И вот вроде он готов ударить… Крупнее меня, длинные тяжёлые натренированные руки свисают вдоль тела, но в любой миг могут придти в движение, как и его язык, легко и постоянно выбрасывающий в воздух слова, за которыми как фон висит всегда одинаковая и уже надоевшая нейтрально весёлая улыбка. У него очень тяжёлый кулак, тяжелее моей головы, и если скажу «убирайся, гад», он меня легко собьёт с ног. При этом не увижу даже движения его молниеносной руки, именно вот без этого промежуточного момента между внешней приветливостью и явной агрессией сразу окажусь на земле! В этом будет слишком его большое преимущество, и я себя почувствую совсем уж беспомощным дураком. Но такое совершенство не могло не нравиться! Вот если б не эта неопределённая симпатия к нему, мне было б тогда гораздо легче первым напасть, и свалил бы даже его. Но, возможно, он и не собирается вовсе меня бить, может мне это кажется, а может, если я скажу что-то грубое, то только тогда захочет ударить, а сейчас даже и не думает; а может он и не предполагает, что я хочу сказать ему грубость… непонятно.
И вот стоим. И он улыбается.
Улица ничего не проясняет, не изменяет.
И тогда мы вновь оказались в квартире моей матери. Родители дома. Он стал ходить из комнаты в комнату. С его появлением в комнатах всё пришло в необозримый хаос. Вещи почему-то оказались разбросаны по полу (и то ли вот сейчас, то ли раньше он всё разбросал…), мебель сдвинулась, книги слетали с полок; мне безумно хотелось избавиться от него, тем более что родители не прилагали к этому никаких усилий. Мать сидела в большой комнате с явным видом то ли смирения, то ли безразличия, отец же себя вообще никак не проявлял, а этот уже ходил как хозяин, насвистывая, ничего не говоря! Собственно, на каком основании мы его терпим?! При этом он передвигал мебель, роняя на пол шкафы! Я вдруг увидел рисунок Михаила Соколова – он оказался порванным, на рисунке была изображена прекрасная дама в широкополой шляпе, наверно из серии иллюстраций к Диккенсу, я стал пытаться состыковать края, может быть ещё и можно было бы склеить, но всё равно это будет уже не то! И вот, особенно разорванный этот рисунок дал ощущение какой-то страшной непоправимости и необратимости несчастья, он наверно порвался, когда этот опрокинул на него книжную полку (папка с рисунками вертикально стояла прямо под полкой). Зачем он её опрокинул?! Для утверждения себя? Чтоб показать, что он тут имеет на всё право? А может, сама неопределённость (кто же он всё-таки?) стала всё разрушать?!

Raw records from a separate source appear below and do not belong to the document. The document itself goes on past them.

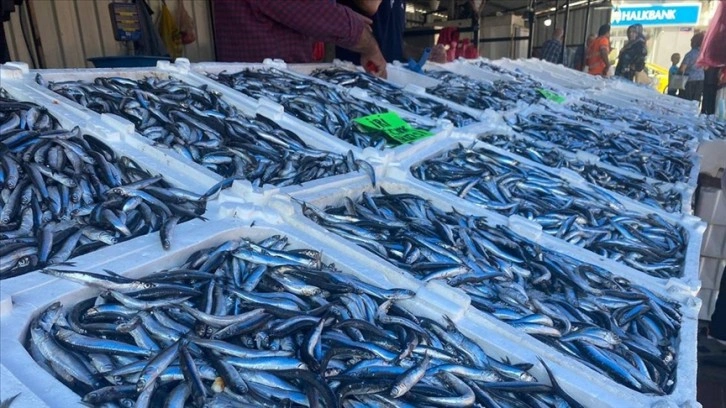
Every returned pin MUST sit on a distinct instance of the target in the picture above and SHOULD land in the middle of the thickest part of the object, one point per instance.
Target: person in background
(252, 30)
(552, 49)
(389, 22)
(598, 62)
(581, 53)
(694, 85)
(710, 89)
(675, 59)
(632, 57)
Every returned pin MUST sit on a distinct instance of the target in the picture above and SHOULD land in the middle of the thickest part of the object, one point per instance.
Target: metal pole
(585, 33)
(476, 27)
(530, 37)
(564, 33)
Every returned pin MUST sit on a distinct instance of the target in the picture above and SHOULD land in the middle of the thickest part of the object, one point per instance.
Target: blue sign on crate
(673, 14)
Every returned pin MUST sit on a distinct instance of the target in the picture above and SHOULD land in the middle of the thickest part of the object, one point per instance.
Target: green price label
(394, 126)
(552, 96)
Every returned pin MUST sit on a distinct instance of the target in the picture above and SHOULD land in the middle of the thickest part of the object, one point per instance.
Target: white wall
(71, 31)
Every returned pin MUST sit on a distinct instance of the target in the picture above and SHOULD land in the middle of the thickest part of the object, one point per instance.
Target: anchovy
(589, 217)
(580, 309)
(342, 345)
(63, 195)
(653, 193)
(389, 93)
(204, 128)
(626, 149)
(499, 96)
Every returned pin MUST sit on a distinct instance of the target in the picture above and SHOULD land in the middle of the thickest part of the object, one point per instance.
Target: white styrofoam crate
(304, 73)
(557, 73)
(686, 191)
(687, 135)
(412, 89)
(406, 78)
(122, 140)
(615, 96)
(578, 378)
(469, 69)
(40, 388)
(708, 298)
(712, 206)
(440, 128)
(693, 159)
(462, 66)
(713, 157)
(711, 272)
(714, 241)
(692, 225)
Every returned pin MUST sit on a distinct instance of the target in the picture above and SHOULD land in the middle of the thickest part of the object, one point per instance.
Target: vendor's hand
(374, 63)
(371, 57)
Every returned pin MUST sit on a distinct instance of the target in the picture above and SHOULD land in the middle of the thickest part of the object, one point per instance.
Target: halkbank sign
(679, 14)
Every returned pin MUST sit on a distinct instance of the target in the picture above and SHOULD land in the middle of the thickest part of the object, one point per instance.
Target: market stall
(279, 234)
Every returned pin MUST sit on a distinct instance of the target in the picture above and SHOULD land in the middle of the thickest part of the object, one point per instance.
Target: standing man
(694, 85)
(252, 30)
(598, 62)
(389, 22)
(675, 59)
(552, 48)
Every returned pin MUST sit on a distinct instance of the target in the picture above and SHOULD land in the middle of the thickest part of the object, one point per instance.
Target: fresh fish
(345, 344)
(201, 126)
(68, 196)
(394, 95)
(580, 309)
(587, 217)
(653, 193)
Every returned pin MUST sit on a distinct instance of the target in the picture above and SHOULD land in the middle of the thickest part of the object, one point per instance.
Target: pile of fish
(588, 217)
(636, 153)
(523, 78)
(324, 107)
(636, 119)
(657, 195)
(199, 125)
(257, 324)
(499, 96)
(674, 138)
(66, 194)
(617, 328)
(712, 128)
(394, 95)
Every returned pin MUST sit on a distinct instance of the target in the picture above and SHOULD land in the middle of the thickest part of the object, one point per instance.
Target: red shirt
(596, 65)
(252, 30)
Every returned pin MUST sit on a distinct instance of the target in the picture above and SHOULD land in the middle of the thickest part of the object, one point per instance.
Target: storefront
(668, 27)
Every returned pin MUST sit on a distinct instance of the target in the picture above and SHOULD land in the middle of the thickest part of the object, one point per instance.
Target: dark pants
(718, 318)
(693, 91)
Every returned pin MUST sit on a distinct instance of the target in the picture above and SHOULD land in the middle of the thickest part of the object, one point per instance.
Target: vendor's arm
(322, 20)
(604, 54)
(368, 7)
(327, 21)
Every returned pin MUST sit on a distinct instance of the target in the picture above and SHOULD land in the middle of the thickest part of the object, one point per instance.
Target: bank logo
(656, 15)
(635, 16)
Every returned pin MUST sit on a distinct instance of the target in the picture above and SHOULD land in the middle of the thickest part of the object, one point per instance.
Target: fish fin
(570, 401)
(8, 402)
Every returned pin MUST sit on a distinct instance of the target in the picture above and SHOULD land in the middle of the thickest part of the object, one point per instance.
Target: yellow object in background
(660, 77)
(169, 32)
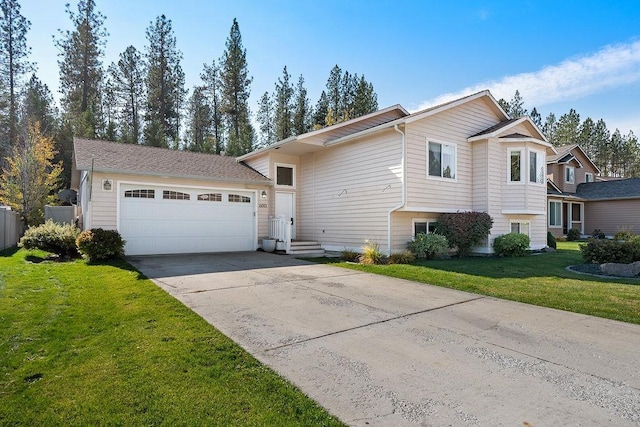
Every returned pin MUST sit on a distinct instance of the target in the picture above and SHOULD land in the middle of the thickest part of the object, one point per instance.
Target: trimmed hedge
(601, 251)
(98, 244)
(512, 244)
(59, 239)
(428, 245)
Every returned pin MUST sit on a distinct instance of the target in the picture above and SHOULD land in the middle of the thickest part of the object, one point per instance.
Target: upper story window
(442, 160)
(515, 165)
(569, 174)
(536, 167)
(285, 176)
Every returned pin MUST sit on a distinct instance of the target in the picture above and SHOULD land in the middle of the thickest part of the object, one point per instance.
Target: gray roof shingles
(617, 189)
(137, 159)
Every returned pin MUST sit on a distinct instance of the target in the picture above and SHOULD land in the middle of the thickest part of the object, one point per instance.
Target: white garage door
(169, 220)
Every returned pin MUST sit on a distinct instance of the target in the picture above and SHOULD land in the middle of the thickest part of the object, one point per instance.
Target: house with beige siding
(383, 177)
(388, 175)
(578, 198)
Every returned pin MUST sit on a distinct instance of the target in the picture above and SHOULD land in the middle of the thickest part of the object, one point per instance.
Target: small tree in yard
(464, 230)
(30, 176)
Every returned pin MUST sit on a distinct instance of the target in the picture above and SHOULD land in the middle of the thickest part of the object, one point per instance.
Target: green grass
(100, 345)
(538, 279)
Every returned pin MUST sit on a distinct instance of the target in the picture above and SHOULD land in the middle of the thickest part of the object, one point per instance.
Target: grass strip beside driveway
(538, 279)
(100, 345)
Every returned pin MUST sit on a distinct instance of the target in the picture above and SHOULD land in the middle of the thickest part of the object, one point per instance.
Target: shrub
(573, 235)
(404, 257)
(98, 244)
(349, 255)
(371, 254)
(512, 244)
(428, 245)
(464, 230)
(623, 234)
(600, 251)
(59, 239)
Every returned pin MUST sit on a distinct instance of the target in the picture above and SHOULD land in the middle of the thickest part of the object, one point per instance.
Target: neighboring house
(568, 168)
(382, 177)
(579, 199)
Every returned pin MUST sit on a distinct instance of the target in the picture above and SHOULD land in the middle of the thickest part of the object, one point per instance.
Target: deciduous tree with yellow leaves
(30, 178)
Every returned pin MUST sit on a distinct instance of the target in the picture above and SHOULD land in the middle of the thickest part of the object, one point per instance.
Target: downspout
(404, 189)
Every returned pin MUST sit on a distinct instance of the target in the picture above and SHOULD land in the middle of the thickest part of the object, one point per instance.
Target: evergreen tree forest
(142, 97)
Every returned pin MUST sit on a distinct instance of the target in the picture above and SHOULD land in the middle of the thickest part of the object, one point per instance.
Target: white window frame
(455, 161)
(560, 214)
(521, 222)
(522, 152)
(569, 172)
(541, 163)
(415, 221)
(275, 175)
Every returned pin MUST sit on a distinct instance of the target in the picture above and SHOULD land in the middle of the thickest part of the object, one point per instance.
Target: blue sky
(559, 54)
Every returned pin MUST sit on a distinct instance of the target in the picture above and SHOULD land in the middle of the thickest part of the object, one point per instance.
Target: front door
(286, 208)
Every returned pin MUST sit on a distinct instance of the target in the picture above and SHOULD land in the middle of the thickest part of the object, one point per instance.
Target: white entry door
(286, 208)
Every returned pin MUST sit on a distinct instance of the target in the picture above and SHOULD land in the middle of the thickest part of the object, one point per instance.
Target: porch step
(304, 247)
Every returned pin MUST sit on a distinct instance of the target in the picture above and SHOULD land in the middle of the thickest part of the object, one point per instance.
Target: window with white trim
(441, 160)
(515, 165)
(423, 227)
(521, 227)
(536, 167)
(569, 174)
(555, 214)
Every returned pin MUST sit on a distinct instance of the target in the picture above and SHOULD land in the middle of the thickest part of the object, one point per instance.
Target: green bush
(349, 255)
(623, 234)
(59, 239)
(371, 254)
(428, 245)
(98, 244)
(512, 244)
(464, 230)
(573, 235)
(601, 251)
(404, 257)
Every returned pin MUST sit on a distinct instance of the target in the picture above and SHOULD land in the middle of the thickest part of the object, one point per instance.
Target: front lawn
(100, 345)
(537, 279)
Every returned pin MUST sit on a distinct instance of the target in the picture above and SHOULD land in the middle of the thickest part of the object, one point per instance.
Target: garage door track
(375, 350)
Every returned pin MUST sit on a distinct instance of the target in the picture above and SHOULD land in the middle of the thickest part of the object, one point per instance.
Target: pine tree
(164, 86)
(13, 66)
(265, 119)
(302, 109)
(31, 175)
(80, 66)
(211, 78)
(536, 118)
(567, 131)
(283, 103)
(128, 84)
(236, 91)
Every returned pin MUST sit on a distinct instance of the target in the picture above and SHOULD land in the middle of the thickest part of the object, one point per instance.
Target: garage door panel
(157, 226)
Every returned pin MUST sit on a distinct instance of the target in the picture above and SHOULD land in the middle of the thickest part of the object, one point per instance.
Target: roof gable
(116, 157)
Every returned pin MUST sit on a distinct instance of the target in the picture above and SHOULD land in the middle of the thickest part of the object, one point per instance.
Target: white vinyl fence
(10, 228)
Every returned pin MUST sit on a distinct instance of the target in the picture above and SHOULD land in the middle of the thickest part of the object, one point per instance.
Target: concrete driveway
(375, 350)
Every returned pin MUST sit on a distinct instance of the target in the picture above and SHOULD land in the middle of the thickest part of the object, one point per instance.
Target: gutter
(404, 188)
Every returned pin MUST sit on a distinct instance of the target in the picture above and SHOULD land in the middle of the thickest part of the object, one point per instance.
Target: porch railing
(280, 229)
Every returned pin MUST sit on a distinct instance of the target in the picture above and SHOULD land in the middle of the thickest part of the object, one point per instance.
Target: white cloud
(611, 66)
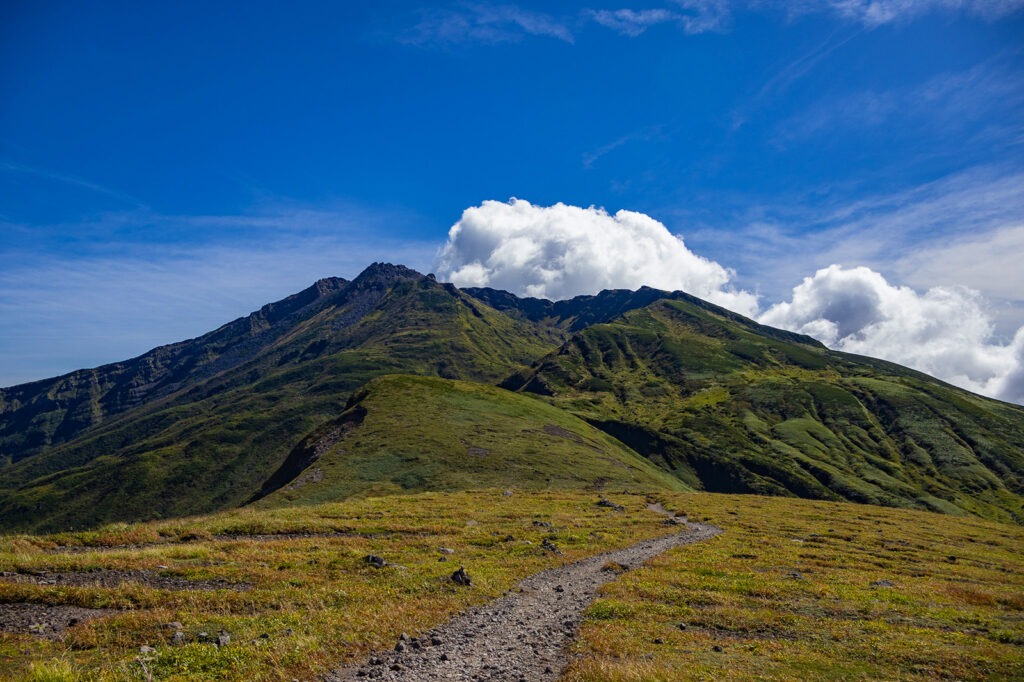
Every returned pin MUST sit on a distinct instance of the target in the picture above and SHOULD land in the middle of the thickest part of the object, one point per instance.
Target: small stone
(461, 578)
(375, 561)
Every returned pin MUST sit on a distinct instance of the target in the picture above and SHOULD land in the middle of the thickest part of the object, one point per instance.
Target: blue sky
(167, 167)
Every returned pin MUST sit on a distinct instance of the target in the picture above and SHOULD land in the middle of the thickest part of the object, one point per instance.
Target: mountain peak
(386, 272)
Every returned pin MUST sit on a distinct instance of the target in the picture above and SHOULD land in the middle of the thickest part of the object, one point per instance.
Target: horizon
(853, 171)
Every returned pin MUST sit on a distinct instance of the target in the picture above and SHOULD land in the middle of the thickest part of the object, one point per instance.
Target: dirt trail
(522, 636)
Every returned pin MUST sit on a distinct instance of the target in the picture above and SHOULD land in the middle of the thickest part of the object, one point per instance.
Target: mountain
(406, 434)
(731, 406)
(201, 425)
(395, 382)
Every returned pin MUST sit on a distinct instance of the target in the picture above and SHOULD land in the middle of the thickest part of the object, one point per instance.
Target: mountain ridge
(713, 398)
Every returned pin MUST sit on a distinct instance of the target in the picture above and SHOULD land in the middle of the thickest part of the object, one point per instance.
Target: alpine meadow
(512, 341)
(236, 483)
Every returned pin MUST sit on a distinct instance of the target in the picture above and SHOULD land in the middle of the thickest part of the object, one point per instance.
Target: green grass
(422, 433)
(313, 601)
(731, 407)
(786, 593)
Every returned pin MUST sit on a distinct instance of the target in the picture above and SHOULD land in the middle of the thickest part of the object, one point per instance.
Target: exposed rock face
(46, 413)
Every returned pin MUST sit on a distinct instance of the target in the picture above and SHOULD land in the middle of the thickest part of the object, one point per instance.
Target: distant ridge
(266, 409)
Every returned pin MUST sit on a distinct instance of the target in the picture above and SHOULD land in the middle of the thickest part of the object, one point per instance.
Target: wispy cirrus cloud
(13, 168)
(946, 103)
(695, 16)
(927, 236)
(643, 134)
(483, 24)
(878, 12)
(692, 16)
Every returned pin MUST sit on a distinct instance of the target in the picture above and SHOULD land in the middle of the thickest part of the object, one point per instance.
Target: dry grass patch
(798, 590)
(313, 601)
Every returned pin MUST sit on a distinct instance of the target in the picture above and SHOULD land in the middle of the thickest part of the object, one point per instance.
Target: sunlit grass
(313, 601)
(798, 590)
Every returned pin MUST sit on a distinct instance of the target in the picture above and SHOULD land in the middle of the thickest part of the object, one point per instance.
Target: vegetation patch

Мать сидела в большой комнате и плакала. У неё на немолодых, уже сильно морщинистых щеках распластались слёзы и щёки блестели. Непонятно, почему она плачет, казалось, она плачет без причины, смирившись перед неизбежным роком, в котором нет ни причин, ни следствий, который даже и не связан с этим парнем, потому что она даже не подняла порванный рисунок Соколова, словно даже рисунок этот не имел значения сейчас для неё…
– Ну что же это за сволочь, – сказал я. А потом матери, с возмущением:
– Почему ты сидишь? Надо всё-таки узнать, кто он?! А ты даже не спрашиваешь! – и бросился на кухню: там что-то с грохотом обрушилось, значит, он сейчас наверняка там. На кухне уже всё опрокинуто, я замахнулся на него медным пестиком от ступки, а он лежал на перевёрнутых кухонных шкафах, изображая пьяного и смеялся.
– Да кто ты?!
– Я? – он видит занесённый над своей головой медный пестик, но всё так же улыбается. – Ну я скажу… Я от тёти Тани.
– Он от тёти Тани, слышала! – кричу я матери.
– Да, – отвечает мать (тётя Таня – это жена дяди Гути, брата моей бабушки, она живёт в Ташкенте и мы никогда её не видели, и связь с ней прервалась много лет назад, когда умер дядя Гутя).
– И что теперь? – говорю я. – Надо проверить!
– Не знаю, – говорит мать, – я никогда к ней не звонила и не хочу звонить.
– Позвоните, если не верите, позвоните к тёте Тане! – закричал он и ринулся в комнату к отцу. – Ну, если ваша жена не хочет позвонить, то вы проверьте – от тёти Тани я или нет!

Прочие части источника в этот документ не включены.